Wenn ein Vegetarier bissfeste Birnen weichkocht und ein Kannibale das Muskelfleisch eines erlegten Gegners, können beide den gleichen Satz sagen: Das Fleisch ist gar. Und doch bedeutet dieser Satz für den Vegetarier etwas vollkommen anderes als für den Kanniblen, weil die gleichen Sätze in zwei vollkommen verschiedenen Realitäten gesprochen sind. Die Realität, in der Descartes seinen Satz gesprochen hat, ist eine vollkommen andere als unsere heutige oder die Steiners. Und auch die Realität Steiners, wie er sich die Welt vorgestellt hat, ist eine vollkommen andere als unsere heute und die des Descartes.
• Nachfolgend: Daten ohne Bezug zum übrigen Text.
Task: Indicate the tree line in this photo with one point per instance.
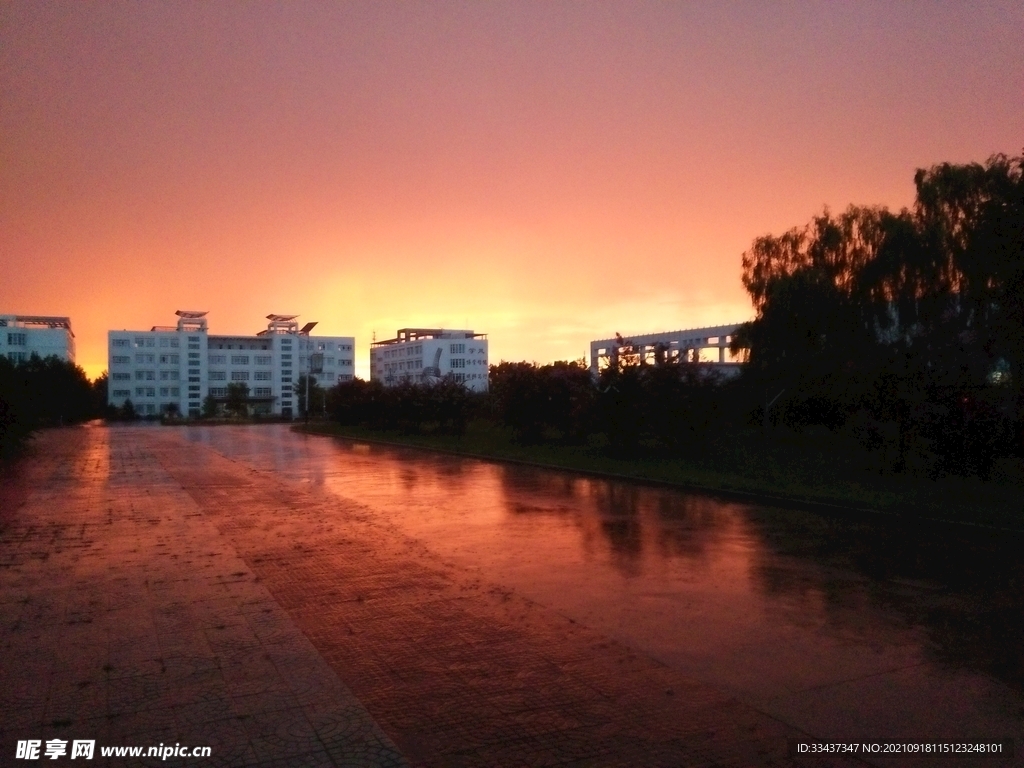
(909, 325)
(904, 329)
(41, 392)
Das ist die Crux der Zitatenglauberei, wenn Einzelaussagen aus dem Vorstellungszusammenhang gerissen werden.

Descartes steht an der Schwelle der Scholastik zur Neuzeit und sucht noch wie alle Scholastiker eine endgültige Gewissheit. Letztlich meint er sie in sich selbst zu finden und "ich selbst" ist für ihn das geistige, das denkende Wesen. Für die Scholastik und auch Descartes ist nur das Geistige wirklich, Tiere, Pflanzen alles Vergängliche ist nur mal eben dienend zu Hand der Krone der Schöpfung. Ketzer und als solcher verfolgt war Descartes, weil er die Quelle der Gewissheit in sich selbst verlegt hat und nicht wie die Scholastik in die heiligen Schriften und kirchlich anerkannten Autoritäten. Selbst wenn er als letzte Quelle Gott angibt, rettet er sich nicht, weil die Kirche in ihrem Machtgebaren großen Wert darauf legte, dass ausschließlich sie die Vermittlerin von Wahrheit und Gewissheit zwischen Gott und den Menschen ist.
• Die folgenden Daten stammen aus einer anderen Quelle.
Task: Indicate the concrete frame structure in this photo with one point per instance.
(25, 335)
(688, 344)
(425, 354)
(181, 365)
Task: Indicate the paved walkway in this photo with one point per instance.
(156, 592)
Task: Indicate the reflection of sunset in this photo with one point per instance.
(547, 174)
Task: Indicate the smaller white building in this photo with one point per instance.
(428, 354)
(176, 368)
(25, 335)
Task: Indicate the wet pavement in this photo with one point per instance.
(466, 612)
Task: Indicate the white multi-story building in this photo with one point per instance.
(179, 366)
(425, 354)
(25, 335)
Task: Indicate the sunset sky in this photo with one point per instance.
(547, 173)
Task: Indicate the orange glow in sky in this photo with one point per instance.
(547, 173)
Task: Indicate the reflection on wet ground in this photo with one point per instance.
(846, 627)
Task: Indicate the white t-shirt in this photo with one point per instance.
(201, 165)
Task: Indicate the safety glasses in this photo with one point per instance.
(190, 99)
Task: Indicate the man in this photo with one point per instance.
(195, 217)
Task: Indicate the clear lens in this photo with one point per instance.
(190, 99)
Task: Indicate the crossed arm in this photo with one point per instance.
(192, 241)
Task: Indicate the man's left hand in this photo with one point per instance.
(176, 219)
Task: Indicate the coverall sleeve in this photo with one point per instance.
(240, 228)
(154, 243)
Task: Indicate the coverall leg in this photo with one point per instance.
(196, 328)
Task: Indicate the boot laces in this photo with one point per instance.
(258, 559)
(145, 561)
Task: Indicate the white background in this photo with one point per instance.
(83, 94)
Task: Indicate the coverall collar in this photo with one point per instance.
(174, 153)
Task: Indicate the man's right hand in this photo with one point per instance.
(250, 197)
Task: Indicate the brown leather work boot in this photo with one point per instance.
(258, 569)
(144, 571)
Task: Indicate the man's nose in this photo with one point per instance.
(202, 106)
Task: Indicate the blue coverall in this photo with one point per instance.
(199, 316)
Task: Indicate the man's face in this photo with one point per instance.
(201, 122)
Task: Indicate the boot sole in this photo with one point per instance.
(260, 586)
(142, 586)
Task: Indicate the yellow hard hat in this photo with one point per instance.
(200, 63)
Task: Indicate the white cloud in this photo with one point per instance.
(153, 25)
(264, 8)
Steiners Weltsicht ist ein esoterisches Gebräu aus vielen Quellen und in der angesprochenen Aussage liegt die Vorstellung zugrunde, dass es eine ewige Wahrheit gibt an der wir durch geistige Übung und "richtiges" Denken nur Anteil erhalten. Für Steiner ist alles Vergängliche nur ein vorübergehender Teil der ewigen Wahrheit. Das richtige Denken gibt uns Anschluss an diese ewige Wahrheit, nicht jedes Denken. "Indem der Mensch das selbständige Wahre und Gute in seinem Innern aufleben läßt, erhebt er sich über die bloße Empfindungsseele. Der ewige Geist scheint in diese herein. Ein Licht geht in ihr auf, das unvergänglich ist." (http://anthrowiki.at/Bewusstseinsseele) Da gibt es die "Bewusstseinsseele", die "Verstandesseele" und die "Empfindungsseele" und das "Ich" usw.. Dagegen ist Aristoteles mit seinen drei Seelenteilen noch ein Waisenknabe.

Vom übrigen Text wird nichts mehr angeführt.